5. Continue to run trials until you achieve a VERY linear velocity versus time graph. Be
certain that your angle of incline on the steel track does not vary during the data
6. Use the software’s capabilities to find the slope of the velocity versus time graph and an
average value from the acceleration versus time graph. Click and drag the mouse along the
velocity time graph to define the limits of the constant acceleration upward portion of
the motion. Select Analyze from the pull down menu and choose Linear Fit. This will
place a box in the upper left corner of the v-t graph that shows the slope and y intercept of
the region of the graph you’ve identified. Next, define the same region on the acceleration
versus time graph with the click and drag mouse operation. Select Statistics from the pull
down menu under Analyze and this will place a box on the a-t graph that lists the mean
value of the acceleration for the portion of the graph you’ve highlighted. Repeat this
process to find this information (slope of v-t graph and mean value of a-t graph) for the
constant acceleration motion of the downward portion of your trial.
7. Make certain that the boxes (there should be four total) which include the slope and average
values are all clearly visible on the graph along with the highlighted portions of the graphs
that they represent. Save your graphs on your H drive and print the file on the printer in the
front right corner of the room.
8. If time permits, change the angle of incline and repeat the entire process.
Draw a Free Body Diagram of the cart showing ALL the forces (perpendicular and parallel) acting
on the cart. Write force equations for both the perpendicular and parallel forces acting on the cart.
There should be a parallel force statement for the upward motion and a slightly different statement
for the downward motion to account for the different accelerations. Solve your force equations to
determine the coefficient of friction between the ramp and the wheels. Find an average value for
the coefficient of friction using your group’s values as well as all data collected by other groups.

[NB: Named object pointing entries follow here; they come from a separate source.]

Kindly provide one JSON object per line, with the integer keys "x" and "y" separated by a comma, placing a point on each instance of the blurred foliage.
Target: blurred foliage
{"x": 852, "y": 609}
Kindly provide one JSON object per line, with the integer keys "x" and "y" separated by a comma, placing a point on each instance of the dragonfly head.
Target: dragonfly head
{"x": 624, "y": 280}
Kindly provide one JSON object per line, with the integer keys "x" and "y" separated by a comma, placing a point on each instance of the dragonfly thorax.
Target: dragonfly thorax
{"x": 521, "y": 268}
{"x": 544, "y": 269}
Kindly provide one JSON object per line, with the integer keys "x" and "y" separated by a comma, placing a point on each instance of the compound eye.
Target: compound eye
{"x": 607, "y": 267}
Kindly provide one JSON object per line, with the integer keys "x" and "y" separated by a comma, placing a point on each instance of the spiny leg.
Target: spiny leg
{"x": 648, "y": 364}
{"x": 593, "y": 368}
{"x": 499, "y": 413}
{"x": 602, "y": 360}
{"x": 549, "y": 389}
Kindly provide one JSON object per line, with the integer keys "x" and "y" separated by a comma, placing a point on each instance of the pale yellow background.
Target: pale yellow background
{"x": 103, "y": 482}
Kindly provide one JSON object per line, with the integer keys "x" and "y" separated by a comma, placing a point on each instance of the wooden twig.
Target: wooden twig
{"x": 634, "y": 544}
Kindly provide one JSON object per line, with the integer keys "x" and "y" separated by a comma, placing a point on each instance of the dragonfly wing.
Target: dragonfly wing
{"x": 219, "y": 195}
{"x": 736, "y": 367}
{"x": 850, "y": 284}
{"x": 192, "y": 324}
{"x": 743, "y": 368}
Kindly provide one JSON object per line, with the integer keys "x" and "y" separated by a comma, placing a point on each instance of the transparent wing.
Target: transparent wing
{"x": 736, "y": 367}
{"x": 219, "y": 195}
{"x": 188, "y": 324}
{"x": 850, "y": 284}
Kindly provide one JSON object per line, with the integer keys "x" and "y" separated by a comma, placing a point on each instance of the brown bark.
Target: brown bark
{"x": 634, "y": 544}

Determine the deviation in each measured value (both absolute and fractional) and find the average
deviation. Finally, state the average value along with its average deviation found by the class.
Although you will not have a table value with which to compare your calculated value, you should
still discuss your results including possible sources of error and suggestions for
modifications/extensions to this investigation. Comment on the importance of the mass of the cart
in this experiment. You will not be required to submit a full write-up. Your work will be assessed
based on IB’s requirements for Data Collection and Processing, and Conclusion and Evaluation.